Truth from afar

Rounding off my meanderings in Thomas Kuhn’s Structure of Scientific Revolutions I just want to pick up on a point I mentioned near the close of the last post.

Kuhn says that, in his view, it is a mistake to see science, in its various paradigmatic guises, as converging on the Final Truth of reality, preferring to see it as extending from where it is now. In other words he is committed to the value of science, and its progress, but more in terms of its utility in solving problems than in the grand ambition of reaching ultimate truth. In this, actually, he seems to echo part of the mediaeval concept of science, in which nobody seriously thought one could understand the world fully as it is, but at best find ways that were descriptively or predictively useful – hence “saving the appearances”.

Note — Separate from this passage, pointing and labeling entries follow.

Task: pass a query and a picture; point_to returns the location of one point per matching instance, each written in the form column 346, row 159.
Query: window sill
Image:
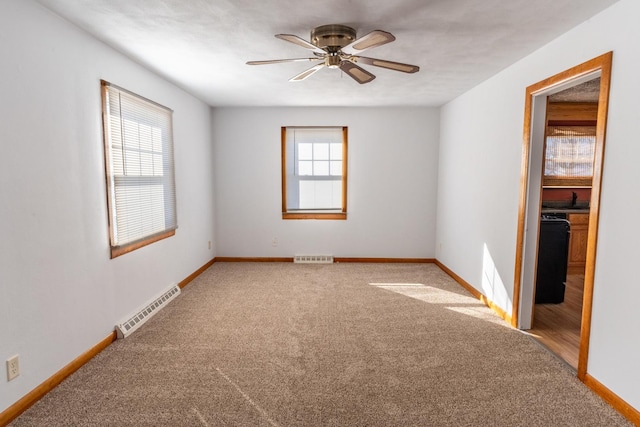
column 315, row 215
column 116, row 251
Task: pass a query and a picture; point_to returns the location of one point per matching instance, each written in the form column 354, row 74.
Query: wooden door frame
column 601, row 64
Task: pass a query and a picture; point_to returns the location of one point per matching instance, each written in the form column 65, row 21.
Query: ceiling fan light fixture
column 374, row 39
column 336, row 46
column 332, row 61
column 332, row 36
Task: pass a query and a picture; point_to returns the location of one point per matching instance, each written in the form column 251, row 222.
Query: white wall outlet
column 13, row 367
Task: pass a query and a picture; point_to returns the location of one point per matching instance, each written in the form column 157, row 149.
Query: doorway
column 535, row 122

On that rationale, whereas (as Kuhn argues) one can properly only say that Newton has been replaced by a more more truthful Einstein, or Geocentrism by a more truthful Copernican scheme, in practice one would happily accept NASA’s use of Newton’s theory to plot orbits, or geocentric terms in naval navigation, for their utility in their particular circumstances. Likewise Einstein’s science is useful in its own field, and the question of the “underlying truth” is considered irrelevant because unattainable. I linked to a piece in my last post that suggests not only that a Theory of Everything is impossible empirically because of human limitations, but impossible logically under Wolpert’s Theorem.

There are, incidentally, some necessary theological adjustments to be made by some, if this is true. The idea that God has made the Universe transparent to human reason was, indeed, one impetus to modern science, and still appears to be common today in theological discussion. That’s why “God would not cheat/mislead/obscure the truth” still appears regularly in conversation. But it seems more likely that the Universe is, ultimately, unknowable in itself except to one, like God, from outside it – and if so, theology ought to reflect that. I’ll make an attempt here.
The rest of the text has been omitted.